|
Submitted by
Assigned_Reviewer_7
Q1: Comments to author(s).
First provide a summary of the paper, and then address the following
criteria: Quality, clarity, originality and significance. (For detailed
reviewing guidelines, see
http://nips.cc/PaperInformation/ReviewerInstructions)
Update after reading the authors' rebuttal:
Very good paper. I advise the authors, if this paper gets
accepted, to update it with the additional information regarding rejection
rates and experimental details.
===== 1. Summary
This
paper presents an efficient algorithm for optimization of inducing points
in sparse Gaussian process regression. While popular approaches such as
the IVM use heuristic functions (instead of the marginal likelihood) to do
this selection, the proposed method uses the marginal likelihood (or the
variational free energy) to optimize inducing points and GP
hyper-parameters jointly. Other approaches that achieve this such as the
SPGP framework of Snelson or the variational approach by Titisias focus on
continuous inputs, while the proposed approach is more suitable for
discrete inputs where continuous optimization of inducing points is not
feasible.
The paper extends the Cholesky with Side Information
(CSI) method of Bach and Jordan to the Gaussian process regression case.
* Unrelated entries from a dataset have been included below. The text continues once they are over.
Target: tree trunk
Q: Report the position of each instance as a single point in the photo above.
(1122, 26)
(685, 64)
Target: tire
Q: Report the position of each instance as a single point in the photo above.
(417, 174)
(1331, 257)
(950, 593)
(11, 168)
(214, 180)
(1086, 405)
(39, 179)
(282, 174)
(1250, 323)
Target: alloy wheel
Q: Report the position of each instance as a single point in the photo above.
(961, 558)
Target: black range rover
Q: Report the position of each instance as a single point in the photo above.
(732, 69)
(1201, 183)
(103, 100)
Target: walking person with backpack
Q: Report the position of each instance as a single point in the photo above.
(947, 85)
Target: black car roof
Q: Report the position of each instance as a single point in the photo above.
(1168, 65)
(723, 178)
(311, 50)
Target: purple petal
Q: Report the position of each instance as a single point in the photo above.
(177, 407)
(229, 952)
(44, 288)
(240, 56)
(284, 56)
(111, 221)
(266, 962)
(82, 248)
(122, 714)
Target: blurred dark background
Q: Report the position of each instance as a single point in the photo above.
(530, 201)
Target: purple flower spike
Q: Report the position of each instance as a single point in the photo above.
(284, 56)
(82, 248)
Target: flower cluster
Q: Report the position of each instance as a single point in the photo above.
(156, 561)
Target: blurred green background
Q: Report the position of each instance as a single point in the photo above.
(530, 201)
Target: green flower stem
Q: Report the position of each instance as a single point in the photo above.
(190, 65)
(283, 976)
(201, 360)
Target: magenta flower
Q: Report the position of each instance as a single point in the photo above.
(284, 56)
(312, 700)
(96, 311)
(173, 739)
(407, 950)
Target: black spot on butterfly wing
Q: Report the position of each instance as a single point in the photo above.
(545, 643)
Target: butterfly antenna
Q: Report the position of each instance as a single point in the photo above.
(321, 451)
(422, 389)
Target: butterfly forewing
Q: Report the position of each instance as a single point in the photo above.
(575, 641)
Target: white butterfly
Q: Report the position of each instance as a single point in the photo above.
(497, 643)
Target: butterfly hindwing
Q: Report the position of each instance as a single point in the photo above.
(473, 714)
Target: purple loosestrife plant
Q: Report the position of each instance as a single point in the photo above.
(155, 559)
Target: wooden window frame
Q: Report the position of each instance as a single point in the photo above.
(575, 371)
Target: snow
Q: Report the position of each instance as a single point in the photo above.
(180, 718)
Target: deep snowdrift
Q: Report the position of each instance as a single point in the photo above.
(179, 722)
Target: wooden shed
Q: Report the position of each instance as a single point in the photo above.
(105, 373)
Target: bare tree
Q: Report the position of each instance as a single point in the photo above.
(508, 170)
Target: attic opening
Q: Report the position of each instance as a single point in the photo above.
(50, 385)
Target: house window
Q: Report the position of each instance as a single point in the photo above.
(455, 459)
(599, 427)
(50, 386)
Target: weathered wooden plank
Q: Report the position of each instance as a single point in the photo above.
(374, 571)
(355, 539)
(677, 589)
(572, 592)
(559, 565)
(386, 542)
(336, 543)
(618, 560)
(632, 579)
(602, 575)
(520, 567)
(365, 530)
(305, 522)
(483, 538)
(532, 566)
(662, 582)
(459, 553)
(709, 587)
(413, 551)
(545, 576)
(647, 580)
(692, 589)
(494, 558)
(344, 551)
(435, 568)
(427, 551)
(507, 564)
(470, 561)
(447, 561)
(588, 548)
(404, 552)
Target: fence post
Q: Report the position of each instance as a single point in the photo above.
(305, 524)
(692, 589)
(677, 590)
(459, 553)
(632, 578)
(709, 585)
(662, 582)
In particular, it exploits the observation that it is possible to use the
partial Cholesky factorization as a representation of the approximating
covariance in the GP. Efficient learning of inducing points is done by
updating the corresponding matrices in the factorization and by
approximating the reduction in cost of the objective function (marginal
likelihood or free energy).
Results are shown on several realistic
datasets with suitable comparisons to standard baselines such as IVM,
Random and SPGP showing the benefits of their approach, specially in the
discrete input case.
2. Quality
The paper is
technically sound as it builds upon previous results shown by Bach and
Jordan (the CSI method) for kernel methods. The claims are supported by
the corresponding derivations of the updates and the approximations
required in order to achieve the claimed computational costs. The
experimental results also strongly support that the proposed method is
faster than other methods such as CSI, the variational framework of
Titsias and more effective than other approaches such as random selection
and IVM.
3. Clarity
The paper is generally well
written providing the detail of the updates necessary for swapping
inducing points and the actual optimization algorithm used for the overall
optimization framework. However, it would be useful to clarify the
following issues:
(a) In section 3.1 there is a small k <= m
mentioned in the factored representation (see e.g. line 137) that affects
the partial Cholesky factorization and the subsequent QR factorization.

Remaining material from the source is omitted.